Targeted Re-engineering of the Tumor Matrix to Advance Immunotherapy

Immunotherapy can prolong lives of cancer patient subgroups, but fails in solid tumors with dense fibrotic stroma, such as pancreatic cancer.

Fibrotic stroma prevents the recruitment and activation of immune effector cells, and, thereby dampens the efficacy of immunotherapy.

Mechanistically, cancer-associated fibroblasts (CAFs) initiate extracellular matrix (ECM) production, which aggravates fibrosis by reciprocal mechanoactivation and crosstalk with tumor-associated myeloid cells, forming a self-sustainable “pro-fibrotic loop”.

However, the central pathways initiating this vicious cycle and signaling compensation maintaining fibrosis under therapeutic conditions remain unclear.

Consequently, clinical solutions to disrupt this pro-fibrotic loop are lacking.I hypothesize that identifying and targeting the multi-step pro-fibrotic loop can be exploited to re-engineer and normalize the perturbed ECM and increase tumor accessibility for immune effector cells and immunotherapy.To disrupt the pro-fibrotic loop, I will exploit an engineered modular peptido-/nanobio-mimetic toolbox, comprising nature-inspired targeting systems based on in silico design and experimental validation.
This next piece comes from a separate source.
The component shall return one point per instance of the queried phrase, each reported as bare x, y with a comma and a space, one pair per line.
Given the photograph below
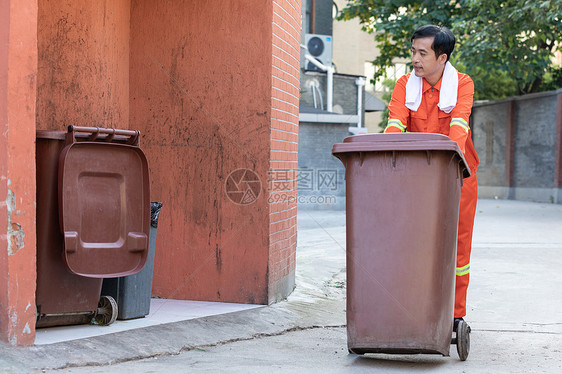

The peptidomimetics and nano-biomimetics will target cellular interaction mechanisms to (1) inhibit CAF–ECM interactions driving tissue stiffening and fibrosis, and (2) train tumor myeloid cells towards matrix-degrading effectors to restructure fibrotic ECM. These biomimetics will be examined in advanced 3D in vitro and in vivo pancreatic tumor models.

The combined effects of biomimetics on the matrisome, matrix architecture and single-cell transcriptomics will be integrated using machine learning to identify ECM fingerprints.

OpenMatrix will 1) deliver mechanistic insights into endogenous fibrosis drivers and antagonists, 2) engage these cell-intrinsic mechanisms to revert fibrosis and, thereby, 3) reactivate immune effector function and advance immunotherapy.